精神科医の伊良部一郎が登場する累計290万部を誇る大ヒットシリーズで、
映画化もされた『イン・ザ・プール』に、
直木賞を受賞した『空中ブランコ』、
そして、『町長選挙』の3冊が出ています。
すでに完結したものと思っていたら、
今年の5月に17年ぶりに伊良部シリーズの最新刊が発売されました。わーい!
タイトルは、『コメンテーター』(文藝春秋)です。
今日は7月の第一水曜日ですので、
明文堂書店 富山新庄経堂店 文芸書担当 野口さんのオススメ本でもあります。
まずは、野口さんのコメントをご紹介しますね。
伊良部先生 おかえりなさーい!と叫んだ国民は、
おそらく私だけではないと思います。
ね!田島さん!
17年という歳月を経ても、相変わらずの面白さでした〜。
どこからか、伊良部先生の「ぐふふ」という笑い声が聞こえてきそうで、
声を上げて笑ってしまう、数少ない小説です。
悩んでいる時間があったら、これ!読んでみてください!
それでは、田島さん、お願いします!
「伊良部 フッカーツ!!」(実況風に)
野口さん、熱いコメントありがとうございます。
確かに最新刊も涙が出るほど笑いました。
ですからカフェや電車などで読む際は注意が必要です。

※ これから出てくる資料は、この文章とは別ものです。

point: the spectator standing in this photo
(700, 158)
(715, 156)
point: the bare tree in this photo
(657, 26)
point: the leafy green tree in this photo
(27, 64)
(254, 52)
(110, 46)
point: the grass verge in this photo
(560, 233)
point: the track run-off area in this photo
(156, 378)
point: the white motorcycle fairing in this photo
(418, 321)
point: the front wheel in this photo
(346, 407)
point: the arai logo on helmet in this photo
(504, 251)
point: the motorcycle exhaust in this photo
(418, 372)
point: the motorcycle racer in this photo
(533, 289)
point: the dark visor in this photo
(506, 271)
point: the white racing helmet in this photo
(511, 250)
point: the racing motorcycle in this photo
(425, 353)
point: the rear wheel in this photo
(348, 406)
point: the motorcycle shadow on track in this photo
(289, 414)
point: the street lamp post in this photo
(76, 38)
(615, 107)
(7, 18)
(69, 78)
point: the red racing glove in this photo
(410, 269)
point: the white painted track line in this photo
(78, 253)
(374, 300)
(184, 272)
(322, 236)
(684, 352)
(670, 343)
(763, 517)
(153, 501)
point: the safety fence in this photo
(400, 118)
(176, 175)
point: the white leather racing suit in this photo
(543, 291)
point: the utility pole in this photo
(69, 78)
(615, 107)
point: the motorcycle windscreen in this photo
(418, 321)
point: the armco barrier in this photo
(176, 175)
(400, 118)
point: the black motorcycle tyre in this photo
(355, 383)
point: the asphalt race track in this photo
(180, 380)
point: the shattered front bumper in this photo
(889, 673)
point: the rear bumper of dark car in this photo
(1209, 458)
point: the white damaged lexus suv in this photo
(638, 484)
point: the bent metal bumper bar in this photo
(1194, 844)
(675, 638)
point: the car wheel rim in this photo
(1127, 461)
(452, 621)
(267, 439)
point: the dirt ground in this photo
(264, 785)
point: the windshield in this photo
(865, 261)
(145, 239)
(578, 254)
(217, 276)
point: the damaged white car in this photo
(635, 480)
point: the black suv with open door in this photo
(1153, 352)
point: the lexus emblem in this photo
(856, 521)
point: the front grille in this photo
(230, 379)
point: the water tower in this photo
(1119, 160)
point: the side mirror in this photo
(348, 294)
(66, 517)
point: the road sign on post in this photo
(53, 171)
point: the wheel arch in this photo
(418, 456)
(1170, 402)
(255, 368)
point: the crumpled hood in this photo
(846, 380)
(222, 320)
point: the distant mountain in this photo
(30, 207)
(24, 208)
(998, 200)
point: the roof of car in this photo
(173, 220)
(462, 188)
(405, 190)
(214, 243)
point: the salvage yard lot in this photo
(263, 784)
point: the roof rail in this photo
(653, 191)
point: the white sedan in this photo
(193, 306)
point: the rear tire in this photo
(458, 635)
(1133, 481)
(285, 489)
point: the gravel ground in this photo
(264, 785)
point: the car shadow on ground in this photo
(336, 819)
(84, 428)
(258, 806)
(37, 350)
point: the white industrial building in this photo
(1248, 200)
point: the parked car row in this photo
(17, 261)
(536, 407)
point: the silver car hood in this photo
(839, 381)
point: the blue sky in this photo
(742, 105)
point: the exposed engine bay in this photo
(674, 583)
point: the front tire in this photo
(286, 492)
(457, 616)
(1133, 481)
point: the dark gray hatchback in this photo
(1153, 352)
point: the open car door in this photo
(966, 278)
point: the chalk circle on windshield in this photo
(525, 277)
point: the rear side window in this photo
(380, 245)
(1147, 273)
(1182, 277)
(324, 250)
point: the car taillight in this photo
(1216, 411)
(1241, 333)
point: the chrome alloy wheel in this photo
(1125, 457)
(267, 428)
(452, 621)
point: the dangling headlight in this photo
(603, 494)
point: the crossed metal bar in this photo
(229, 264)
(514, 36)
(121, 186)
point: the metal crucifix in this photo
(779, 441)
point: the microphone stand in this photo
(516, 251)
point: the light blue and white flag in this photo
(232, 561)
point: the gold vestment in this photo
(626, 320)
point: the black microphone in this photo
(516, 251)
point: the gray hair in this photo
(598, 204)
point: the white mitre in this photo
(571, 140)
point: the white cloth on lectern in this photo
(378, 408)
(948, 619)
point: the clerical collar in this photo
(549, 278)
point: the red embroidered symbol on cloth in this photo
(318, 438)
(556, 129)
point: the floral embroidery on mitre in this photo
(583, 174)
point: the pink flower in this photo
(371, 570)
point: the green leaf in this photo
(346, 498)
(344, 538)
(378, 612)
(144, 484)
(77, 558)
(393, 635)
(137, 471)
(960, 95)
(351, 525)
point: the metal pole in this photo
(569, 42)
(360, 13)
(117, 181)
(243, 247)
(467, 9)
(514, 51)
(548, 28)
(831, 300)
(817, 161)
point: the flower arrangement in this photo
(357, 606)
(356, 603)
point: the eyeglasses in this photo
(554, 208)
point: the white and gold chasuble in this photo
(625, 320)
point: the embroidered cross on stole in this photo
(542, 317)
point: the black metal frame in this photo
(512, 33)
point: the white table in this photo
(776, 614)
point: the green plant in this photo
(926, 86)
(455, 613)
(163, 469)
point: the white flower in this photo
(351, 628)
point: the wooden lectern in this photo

(笑)
さて、伊良部先生をご存じない方もいると思いますのでご紹介しますと、
伊良部先生は、ある総合病院の神経科の精神科医です。
かなり癖強めな中年の医師で、ワガママでとにかくやりたい放題のため、
周りからはまるで5歳児のようだと言われています。
その伊良部のもとをなぜか患者さんが訪れます。
そして、当然のように伊良部に不信感を抱きます。
でも、気付いた時には信じているのです。
というのも、色々好き勝手言っているように見えて、
「たしかにそうかも」と思わせるところがあるのですよ、伊良部先生には。
私は奥田さんの作品が好きで、ほぼ全て読んでいるのですが、
何が好きかというと、人物の描き方が公平なところです。誰も特別扱いをしません。
伊良部シリーズの伊良部自身にもそういうところがあります。
誰に対しても同じように接しています。まあ、癖は強めですが。(笑)
最新刊もこれまでと同じように、
患者さんごとにお話が変わっていく連作短編集となっています。
それぞれの物語の主人公は患者さんです。
表題作の「コメンテーター」は、
コロナ禍にテレビのワイドショーのコメンテーターとして
伊良部が出演することになる、というお話です。
予想通り好き勝手コメントしていきます。(笑)
他には、オンライン授業ばかり受けていたことで、
人とうまくコミュニケーションが取れなくなった大学生のお話など、
最新刊は、まさに今の時代を描いています。
この何年か、人知れず悩みを抱えていたり、心の不調を感じたりした方もいるのでは。
モヤモヤしたり、窮屈だなと思ったり。
あらゆる方面に気をつかって、疲れがたまっている方もいるかもしれません。
でも、伊良部はそんなの関係なく、やりたい放題です。そのなんと痛快なことか!
笑いながら本のページをめくっているだけで、私自身の心も軽くなっていくようでした。
しかもちょっと泣いたし。
最近なんか色々モヤモヤするという方は、
ぜひ伊良部先生に会いに行ってみてください。
きっと元気になれますよ〜!
『コメンテーター』は、これまでのシリーズを読んでいなくても楽しめます。
でも、読んだ後はきっと他の作品も読みたくなると思いますが。
私は、あらためて過去の作品を読み返したのですが、
やはり私は伊良部シリーズが好きだと実感しました。ほんと面白かった!
あと、過去の作品に出てきた人が今回再び出てきたのも嬉しかったな。
今日ご紹介した奥田英朗さんの『コメンテーター』は、
富山県内の明文堂書店全店の「ヨリミチトソラ ゆきれぽコーナー」にありますので、
ぜひチェックしてみてください。